ルーファスらしい考えではあるけれど、このままでは酔った上での戯言だと思われてしまう。間違いなくルーファスにとっては、本音だったというのに。
「いずれ事件を解決した後に想いを告げて、セイディにもう一度結婚を申し込もうと思っていたんだ」
「なるほど」
「……だが5パーセント程だった成功率は、0になった」
そうしてルーファスは、再び「終わった」と呟き頭を抱えた。誤解が解けるまで、永遠にへこみ続けるに違いない。
酒のせいとは言え、ずっと想いを寄せていた彼女に想いを告げたところ、酔うと誰にでも愛を囁く男だと思われてしまったのだ。
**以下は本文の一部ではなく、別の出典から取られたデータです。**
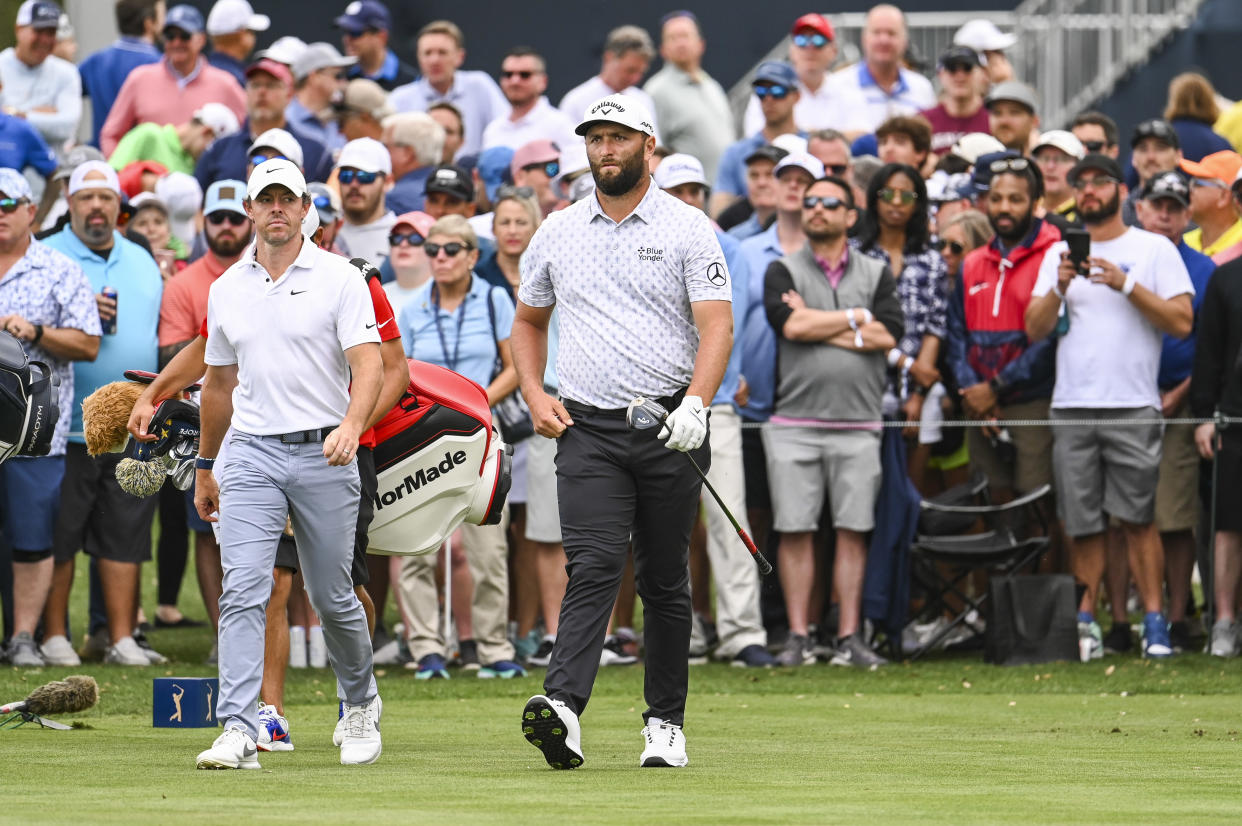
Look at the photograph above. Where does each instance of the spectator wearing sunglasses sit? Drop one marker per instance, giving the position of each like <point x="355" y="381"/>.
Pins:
<point x="627" y="54"/>
<point x="363" y="170"/>
<point x="268" y="90"/>
<point x="960" y="111"/>
<point x="441" y="50"/>
<point x="812" y="50"/>
<point x="691" y="106"/>
<point x="775" y="85"/>
<point x="879" y="86"/>
<point x="365" y="26"/>
<point x="530" y="116"/>
<point x="406" y="258"/>
<point x="318" y="83"/>
<point x="176" y="148"/>
<point x="415" y="143"/>
<point x="175" y="87"/>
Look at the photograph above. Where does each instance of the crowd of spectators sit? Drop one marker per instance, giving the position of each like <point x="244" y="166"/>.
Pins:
<point x="899" y="254"/>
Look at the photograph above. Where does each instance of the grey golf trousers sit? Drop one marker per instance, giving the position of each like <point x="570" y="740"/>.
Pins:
<point x="261" y="481"/>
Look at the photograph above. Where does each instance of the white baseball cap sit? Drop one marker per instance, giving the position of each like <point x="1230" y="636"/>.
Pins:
<point x="276" y="172"/>
<point x="1063" y="140"/>
<point x="802" y="160"/>
<point x="620" y="108"/>
<point x="281" y="142"/>
<point x="219" y="118"/>
<point x="365" y="154"/>
<point x="235" y="15"/>
<point x="104" y="179"/>
<point x="984" y="36"/>
<point x="677" y="169"/>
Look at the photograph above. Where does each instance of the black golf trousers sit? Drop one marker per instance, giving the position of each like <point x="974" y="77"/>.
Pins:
<point x="615" y="482"/>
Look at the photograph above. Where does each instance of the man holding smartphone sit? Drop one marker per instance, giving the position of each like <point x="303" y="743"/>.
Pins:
<point x="1132" y="288"/>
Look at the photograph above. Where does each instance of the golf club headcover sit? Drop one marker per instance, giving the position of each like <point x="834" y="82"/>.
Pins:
<point x="686" y="427"/>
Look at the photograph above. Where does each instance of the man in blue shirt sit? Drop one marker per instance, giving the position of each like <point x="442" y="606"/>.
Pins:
<point x="96" y="514"/>
<point x="367" y="25"/>
<point x="106" y="71"/>
<point x="1163" y="208"/>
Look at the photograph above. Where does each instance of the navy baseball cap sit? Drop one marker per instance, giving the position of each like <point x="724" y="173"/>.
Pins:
<point x="362" y="15"/>
<point x="185" y="18"/>
<point x="774" y="71"/>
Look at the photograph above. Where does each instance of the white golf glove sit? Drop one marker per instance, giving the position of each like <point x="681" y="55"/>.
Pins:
<point x="686" y="427"/>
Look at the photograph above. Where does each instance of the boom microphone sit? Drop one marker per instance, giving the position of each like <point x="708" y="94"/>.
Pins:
<point x="67" y="696"/>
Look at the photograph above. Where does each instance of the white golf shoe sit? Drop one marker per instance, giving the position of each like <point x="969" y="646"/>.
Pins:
<point x="665" y="745"/>
<point x="550" y="727"/>
<point x="234" y="749"/>
<point x="360" y="733"/>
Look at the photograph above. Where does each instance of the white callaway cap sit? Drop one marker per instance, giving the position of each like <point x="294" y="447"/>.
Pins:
<point x="677" y="169"/>
<point x="104" y="178"/>
<point x="625" y="109"/>
<point x="276" y="172"/>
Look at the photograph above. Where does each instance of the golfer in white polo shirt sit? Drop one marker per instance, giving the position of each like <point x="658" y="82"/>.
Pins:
<point x="293" y="368"/>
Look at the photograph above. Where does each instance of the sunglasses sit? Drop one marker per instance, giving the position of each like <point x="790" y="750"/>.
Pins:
<point x="509" y="190"/>
<point x="1009" y="165"/>
<point x="774" y="92"/>
<point x="552" y="168"/>
<point x="450" y="249"/>
<point x="826" y="201"/>
<point x="414" y="240"/>
<point x="226" y="217"/>
<point x="817" y="41"/>
<point x="1103" y="180"/>
<point x="350" y="175"/>
<point x="902" y="196"/>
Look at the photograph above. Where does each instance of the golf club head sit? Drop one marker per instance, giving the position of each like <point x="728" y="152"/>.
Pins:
<point x="645" y="414"/>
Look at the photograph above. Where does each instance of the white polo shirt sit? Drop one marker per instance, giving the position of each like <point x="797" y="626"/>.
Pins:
<point x="543" y="122"/>
<point x="288" y="339"/>
<point x="622" y="293"/>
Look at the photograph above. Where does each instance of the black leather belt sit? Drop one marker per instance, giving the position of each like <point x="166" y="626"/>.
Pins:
<point x="303" y="436"/>
<point x="667" y="403"/>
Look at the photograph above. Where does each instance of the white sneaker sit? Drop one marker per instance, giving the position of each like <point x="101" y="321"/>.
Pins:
<point x="273" y="730"/>
<point x="317" y="650"/>
<point x="57" y="651"/>
<point x="666" y="745"/>
<point x="550" y="727"/>
<point x="234" y="749"/>
<point x="127" y="652"/>
<point x="338" y="734"/>
<point x="360" y="743"/>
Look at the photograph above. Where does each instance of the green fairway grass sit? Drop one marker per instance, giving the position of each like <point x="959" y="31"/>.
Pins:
<point x="943" y="740"/>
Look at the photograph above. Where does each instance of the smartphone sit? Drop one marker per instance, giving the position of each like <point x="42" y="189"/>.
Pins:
<point x="1079" y="247"/>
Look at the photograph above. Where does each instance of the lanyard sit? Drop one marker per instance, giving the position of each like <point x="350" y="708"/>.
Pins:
<point x="461" y="317"/>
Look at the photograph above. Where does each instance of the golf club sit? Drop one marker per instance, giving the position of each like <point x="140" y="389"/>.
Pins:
<point x="645" y="414"/>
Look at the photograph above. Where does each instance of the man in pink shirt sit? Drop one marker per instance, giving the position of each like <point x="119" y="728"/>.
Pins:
<point x="172" y="90"/>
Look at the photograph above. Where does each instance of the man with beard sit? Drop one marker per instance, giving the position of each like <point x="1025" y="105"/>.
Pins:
<point x="645" y="311"/>
<point x="364" y="169"/>
<point x="1130" y="290"/>
<point x="96" y="514"/>
<point x="1001" y="373"/>
<point x="836" y="313"/>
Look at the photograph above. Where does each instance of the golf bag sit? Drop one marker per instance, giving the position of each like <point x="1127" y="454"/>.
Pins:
<point x="29" y="401"/>
<point x="440" y="461"/>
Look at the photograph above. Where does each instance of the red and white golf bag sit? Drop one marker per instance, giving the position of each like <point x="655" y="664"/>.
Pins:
<point x="440" y="462"/>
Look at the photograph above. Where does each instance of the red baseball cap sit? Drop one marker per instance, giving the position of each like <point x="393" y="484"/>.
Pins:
<point x="280" y="71"/>
<point x="816" y="22"/>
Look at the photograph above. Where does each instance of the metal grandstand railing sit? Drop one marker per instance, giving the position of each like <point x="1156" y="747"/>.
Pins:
<point x="1071" y="51"/>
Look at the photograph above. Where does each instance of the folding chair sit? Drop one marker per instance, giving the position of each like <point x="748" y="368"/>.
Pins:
<point x="958" y="539"/>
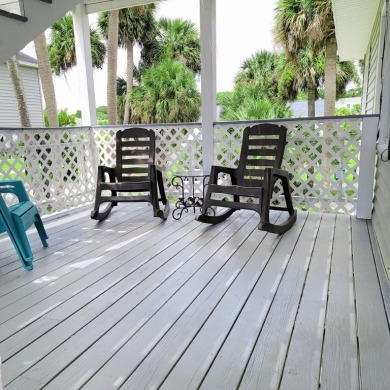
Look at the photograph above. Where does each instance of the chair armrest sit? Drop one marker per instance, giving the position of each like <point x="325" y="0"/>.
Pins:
<point x="102" y="169"/>
<point x="270" y="177"/>
<point x="15" y="187"/>
<point x="279" y="173"/>
<point x="216" y="169"/>
<point x="156" y="167"/>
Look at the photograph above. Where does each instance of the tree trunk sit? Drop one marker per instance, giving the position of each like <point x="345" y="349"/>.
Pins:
<point x="112" y="59"/>
<point x="46" y="79"/>
<point x="16" y="80"/>
<point x="330" y="76"/>
<point x="129" y="81"/>
<point x="311" y="99"/>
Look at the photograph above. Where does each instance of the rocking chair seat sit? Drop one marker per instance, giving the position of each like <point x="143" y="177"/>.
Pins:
<point x="135" y="175"/>
<point x="258" y="171"/>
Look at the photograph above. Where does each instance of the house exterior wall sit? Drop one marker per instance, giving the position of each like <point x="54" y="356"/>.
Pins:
<point x="9" y="115"/>
<point x="377" y="92"/>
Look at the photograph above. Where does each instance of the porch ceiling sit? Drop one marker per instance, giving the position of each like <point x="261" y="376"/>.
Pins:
<point x="354" y="20"/>
<point x="106" y="5"/>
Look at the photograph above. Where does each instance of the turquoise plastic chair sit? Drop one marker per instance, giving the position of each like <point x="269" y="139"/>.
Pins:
<point x="16" y="219"/>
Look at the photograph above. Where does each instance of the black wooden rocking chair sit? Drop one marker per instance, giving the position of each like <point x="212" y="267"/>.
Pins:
<point x="135" y="173"/>
<point x="258" y="170"/>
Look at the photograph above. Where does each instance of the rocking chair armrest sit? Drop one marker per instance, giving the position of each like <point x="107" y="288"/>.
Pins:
<point x="156" y="167"/>
<point x="270" y="177"/>
<point x="102" y="169"/>
<point x="15" y="187"/>
<point x="279" y="173"/>
<point x="216" y="169"/>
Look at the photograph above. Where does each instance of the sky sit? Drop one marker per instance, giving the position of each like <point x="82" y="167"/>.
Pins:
<point x="243" y="28"/>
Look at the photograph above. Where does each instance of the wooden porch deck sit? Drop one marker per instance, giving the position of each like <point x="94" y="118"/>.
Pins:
<point x="137" y="303"/>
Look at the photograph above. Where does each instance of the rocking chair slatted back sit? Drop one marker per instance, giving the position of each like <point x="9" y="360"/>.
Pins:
<point x="135" y="151"/>
<point x="262" y="148"/>
<point x="135" y="178"/>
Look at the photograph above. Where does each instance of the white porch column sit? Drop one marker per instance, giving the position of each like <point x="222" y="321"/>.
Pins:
<point x="84" y="65"/>
<point x="367" y="168"/>
<point x="208" y="48"/>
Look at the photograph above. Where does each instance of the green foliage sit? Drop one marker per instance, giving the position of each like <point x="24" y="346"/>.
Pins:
<point x="64" y="119"/>
<point x="62" y="49"/>
<point x="344" y="111"/>
<point x="136" y="24"/>
<point x="249" y="102"/>
<point x="102" y="110"/>
<point x="167" y="94"/>
<point x="174" y="40"/>
<point x="353" y="92"/>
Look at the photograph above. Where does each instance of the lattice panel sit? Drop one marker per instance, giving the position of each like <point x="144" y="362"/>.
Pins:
<point x="178" y="148"/>
<point x="322" y="158"/>
<point x="56" y="165"/>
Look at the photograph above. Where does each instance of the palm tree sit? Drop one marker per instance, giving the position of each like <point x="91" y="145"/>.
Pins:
<point x="46" y="79"/>
<point x="16" y="80"/>
<point x="136" y="24"/>
<point x="176" y="39"/>
<point x="112" y="53"/>
<point x="309" y="23"/>
<point x="62" y="48"/>
<point x="259" y="70"/>
<point x="167" y="94"/>
<point x="248" y="102"/>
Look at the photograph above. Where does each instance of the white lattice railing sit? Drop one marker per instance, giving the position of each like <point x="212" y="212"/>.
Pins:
<point x="58" y="166"/>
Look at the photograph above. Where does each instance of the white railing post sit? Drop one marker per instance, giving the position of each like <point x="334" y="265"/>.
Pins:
<point x="84" y="65"/>
<point x="367" y="168"/>
<point x="208" y="78"/>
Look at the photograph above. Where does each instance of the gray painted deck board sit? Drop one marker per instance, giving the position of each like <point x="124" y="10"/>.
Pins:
<point x="372" y="325"/>
<point x="302" y="367"/>
<point x="139" y="303"/>
<point x="265" y="365"/>
<point x="340" y="355"/>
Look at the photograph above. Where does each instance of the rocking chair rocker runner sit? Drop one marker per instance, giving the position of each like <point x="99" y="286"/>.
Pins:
<point x="258" y="170"/>
<point x="16" y="219"/>
<point x="135" y="173"/>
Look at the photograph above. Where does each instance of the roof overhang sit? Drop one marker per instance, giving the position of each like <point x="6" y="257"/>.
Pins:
<point x="354" y="20"/>
<point x="93" y="6"/>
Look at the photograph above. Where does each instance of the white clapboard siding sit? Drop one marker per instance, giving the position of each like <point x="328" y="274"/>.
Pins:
<point x="9" y="115"/>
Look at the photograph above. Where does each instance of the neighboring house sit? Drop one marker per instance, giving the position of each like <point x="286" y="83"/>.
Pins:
<point x="299" y="107"/>
<point x="9" y="115"/>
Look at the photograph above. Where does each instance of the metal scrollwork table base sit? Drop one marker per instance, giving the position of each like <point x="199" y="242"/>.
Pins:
<point x="192" y="201"/>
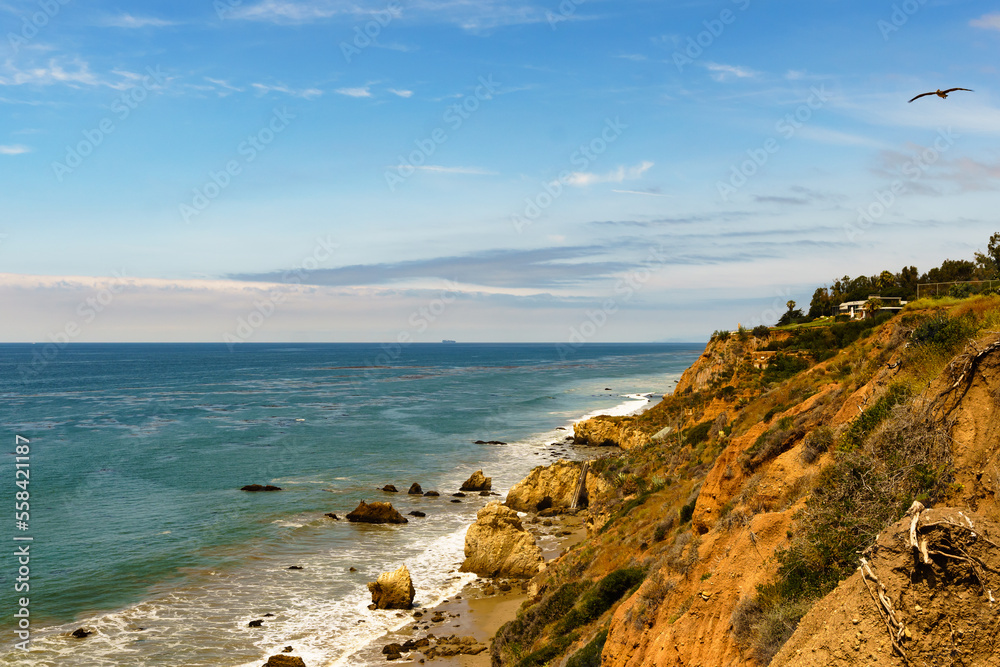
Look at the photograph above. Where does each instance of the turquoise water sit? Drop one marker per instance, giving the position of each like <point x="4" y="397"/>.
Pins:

自業自得だとしても、あまりにも不憫だった。
「とにかく、謝りましょう。そして俺もルーファスが普段そんなことは絶対にしないと、口添えしますから」
「……すまないが、本当に頼む。本気で泣きそうだ」
そして一秒でも早く誤解を解きたいというルーファスの意思を尊重し、明日アークライト伯爵家を訪ねることにした。